Innovation can create new problems, and often even new industries. Two and half millennia after the invention of the wheel, we have traffic jams–made possible by the auto industry and Big Oil. That’s two industries right there. Fast food and high fructose corn syrup caused worldwide obesity, and gave rise to factory farming as well as the diet industry. (That’s two more!)
More recently, privacy has been a recurring issue when it comes to innovation, but it was a problem pre-Internet, as well.
Credit cards opened the door to overspending and account takeover as well as a host of privacy concerns around who gets to know your spending and bill-paying habits. Then there’s EZPass and FasTrak. Who doesn’t love automated toll roads? (Hint: People who don’t like being tracked.) The list is potentially endless, but no innovation has given rise to as many industries in the last fifty years than the Internet.
(Yep, the Internet is eligible to join the AARP this year!)
User privacy is an essential part of keeping your data and identity safe online; it’s something we talk about regularly on our podcast “What the Hack with Adam Levin.”
It’s no easy task to identify the 10 biggest Internet-related privacy failures masquerading as the next best thing since the World Wide Web, but here it goes.
Anyone who has worked in IT or tried to walk a less-than-tech-savvy relative through a printer problem over the phone knows why remote desktop software rocks.
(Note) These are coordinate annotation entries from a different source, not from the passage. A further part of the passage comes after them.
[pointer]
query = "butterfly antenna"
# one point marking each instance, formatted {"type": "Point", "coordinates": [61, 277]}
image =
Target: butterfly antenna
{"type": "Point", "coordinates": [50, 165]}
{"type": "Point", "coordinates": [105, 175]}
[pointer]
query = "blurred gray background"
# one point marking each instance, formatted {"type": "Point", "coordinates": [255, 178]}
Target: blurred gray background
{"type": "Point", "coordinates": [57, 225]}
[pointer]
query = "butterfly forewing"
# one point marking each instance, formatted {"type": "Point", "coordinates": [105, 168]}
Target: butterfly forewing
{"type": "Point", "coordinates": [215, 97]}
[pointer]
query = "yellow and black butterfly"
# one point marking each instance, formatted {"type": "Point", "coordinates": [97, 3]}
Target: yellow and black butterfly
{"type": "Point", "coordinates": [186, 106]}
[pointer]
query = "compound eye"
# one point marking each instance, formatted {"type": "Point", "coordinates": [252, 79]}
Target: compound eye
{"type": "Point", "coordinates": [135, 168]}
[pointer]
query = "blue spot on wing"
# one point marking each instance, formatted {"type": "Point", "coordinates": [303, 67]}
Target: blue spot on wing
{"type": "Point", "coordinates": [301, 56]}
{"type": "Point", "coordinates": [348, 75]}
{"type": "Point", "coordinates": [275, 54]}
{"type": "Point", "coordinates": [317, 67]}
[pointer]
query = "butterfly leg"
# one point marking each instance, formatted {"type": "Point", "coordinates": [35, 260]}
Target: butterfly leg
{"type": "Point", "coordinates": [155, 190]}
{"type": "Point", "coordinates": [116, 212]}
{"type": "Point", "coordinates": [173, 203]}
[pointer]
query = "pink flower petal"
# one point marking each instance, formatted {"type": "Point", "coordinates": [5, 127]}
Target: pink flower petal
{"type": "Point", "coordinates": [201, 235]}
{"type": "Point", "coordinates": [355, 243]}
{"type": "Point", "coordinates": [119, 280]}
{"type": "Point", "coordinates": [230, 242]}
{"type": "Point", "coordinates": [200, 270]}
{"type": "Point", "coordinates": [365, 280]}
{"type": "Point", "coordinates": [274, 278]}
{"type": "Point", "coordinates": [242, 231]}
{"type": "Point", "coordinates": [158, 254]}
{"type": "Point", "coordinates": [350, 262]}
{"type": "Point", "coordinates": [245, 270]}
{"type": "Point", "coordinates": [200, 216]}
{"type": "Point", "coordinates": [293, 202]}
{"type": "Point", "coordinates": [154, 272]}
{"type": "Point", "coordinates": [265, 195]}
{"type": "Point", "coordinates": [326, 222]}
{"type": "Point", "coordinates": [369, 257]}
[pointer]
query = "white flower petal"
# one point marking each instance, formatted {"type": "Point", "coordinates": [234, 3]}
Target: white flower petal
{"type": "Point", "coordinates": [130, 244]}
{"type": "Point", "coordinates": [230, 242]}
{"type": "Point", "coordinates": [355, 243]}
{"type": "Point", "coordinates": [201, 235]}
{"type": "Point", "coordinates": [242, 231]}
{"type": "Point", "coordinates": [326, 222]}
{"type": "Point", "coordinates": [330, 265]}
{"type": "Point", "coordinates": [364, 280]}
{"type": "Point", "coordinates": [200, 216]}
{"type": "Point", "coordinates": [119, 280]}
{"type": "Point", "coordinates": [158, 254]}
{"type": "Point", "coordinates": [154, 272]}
Everyone who’s been tricked into providing a stranger access to their computer using that software knows there’s a downside.
#6 Remote Desktop Software
Remote desktop software creates a digital tunnel for a third party (your tech-savvy relative, a hacker) to take control of your mouse and troubleshoot on your machine from somewhere else–anywhere else, which is exactly the problem with this software. Taking full control of another person’s computer is cool, especially if you are a scammer.
A number of scams exist that take advantage of this simple technological advance. It could be a phishing email or text, where a threat actor leads you to believe that there’s a problem on your machine and requests access to fix it when the only thing they do once they’re in your machine is steal credentials and otherwise compromise your digital life.
But that’s not the only issue. “Free” remote desktop products can collect information from devices, especially if the software is not un-installed once the remote work has been completed. Outdated or subpar remote desktop software that doesn’t use end-to-end encryption could allow information relayed from one computer to another to be intercepted by a hacker.
If you’ve downloaded remote-access software, uninstall it. While you don’t need it anymore, there’s a chance it needs you, or at least whoever put it there is enjoying free access to your computer.